Vivimos en una era en la que la personalización está presente en casi todos los aspectos de nuestra vida. Podemos adaptar productos y servicios a nuestras necesidades, desde cómo configuramos nuestro smartphone hasta cómo seleccionamos las características de un coche. Esta tendencia responde a un consumidor que, cada vez más, demanda flexibilidad y control. Aun así, el mundo de los seguros ha sido tradicionalmente más conservador en su enfoque, ofreciendo soluciones estandarizadas que no siempre reflejan la diversidad de necesidades del cliente moderno. Sin embargo, un sector que mueve anualmente casi 80.000 millones de euros, según Afi, ha aprendido a adaptarse con nuevos productos y servicios como los seguros a medida, que están marcando un antes y un después en la industria.
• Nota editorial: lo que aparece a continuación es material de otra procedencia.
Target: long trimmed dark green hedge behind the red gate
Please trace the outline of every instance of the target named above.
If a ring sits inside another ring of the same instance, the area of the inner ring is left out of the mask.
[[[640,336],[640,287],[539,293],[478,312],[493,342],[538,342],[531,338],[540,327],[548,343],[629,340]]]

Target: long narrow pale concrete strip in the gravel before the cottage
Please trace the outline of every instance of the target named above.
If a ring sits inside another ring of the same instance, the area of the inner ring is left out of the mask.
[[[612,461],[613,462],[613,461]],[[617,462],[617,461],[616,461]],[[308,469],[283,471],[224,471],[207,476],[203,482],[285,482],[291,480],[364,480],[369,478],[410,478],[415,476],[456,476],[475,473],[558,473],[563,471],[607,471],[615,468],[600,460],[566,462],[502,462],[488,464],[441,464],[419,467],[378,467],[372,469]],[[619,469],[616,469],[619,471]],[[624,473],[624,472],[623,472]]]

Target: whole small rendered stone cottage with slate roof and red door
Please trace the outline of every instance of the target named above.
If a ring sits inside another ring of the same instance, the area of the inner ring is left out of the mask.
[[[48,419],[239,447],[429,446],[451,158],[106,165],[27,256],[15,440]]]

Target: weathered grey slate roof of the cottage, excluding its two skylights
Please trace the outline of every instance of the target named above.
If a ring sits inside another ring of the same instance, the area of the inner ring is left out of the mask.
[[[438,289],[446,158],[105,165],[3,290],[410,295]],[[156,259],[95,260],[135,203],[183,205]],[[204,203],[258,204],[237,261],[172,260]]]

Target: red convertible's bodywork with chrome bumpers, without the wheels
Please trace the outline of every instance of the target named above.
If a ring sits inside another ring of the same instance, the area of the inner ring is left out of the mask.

Cuando accedemos a un producto de estas características, el usuario puede elegir las coberturas que realmente necesita, lo que representa un cambio radical en cómo percibimos estos productos financieros. Antes, las pólizas incluían coberturas prediseñadas, lo que obligaba al asegurado a pagar por riesgos que, en muchos casos, no necesitaba. En este nuevo paradigma, el usuario puede ajustar el seguro a sus circunstancias reales, eliminando coberturas innecesarias y optimizando el coste de su prima. También si sus circunstancias personales o su percepción de riesgo cambian, puede modificar las coberturas de su seguro en cualquier momento. Esto no solo contribuye a un mayor empoderamiento del cliente, sino que también refleja un modelo de negocio más eficiente y alineado con las expectativas del consumidor moderno.

Los seguros a medida tienen, además, un impacto significativo en la relación entre aseguradora y cliente. Hasta ahora, el sector asegurador había sido percibido como opaco y poco flexible, con contratos difíciles de entender y costes inesperados. Los seguros a medida, por el contrario, fomentan la transparencia y el empoderamiento del cliente. Al permitir que el usuario decida qué riesgos quiere cubrir, cuándo y en qué condiciones se le otorga un rol más activo en la gestión de su protección personal. Esto no solo mejora la satisfacción, sino que también fortalece la relación de confianza porque el cliente se siente así menos frustrado, menos presionado y, valga la redundancia, más protegido.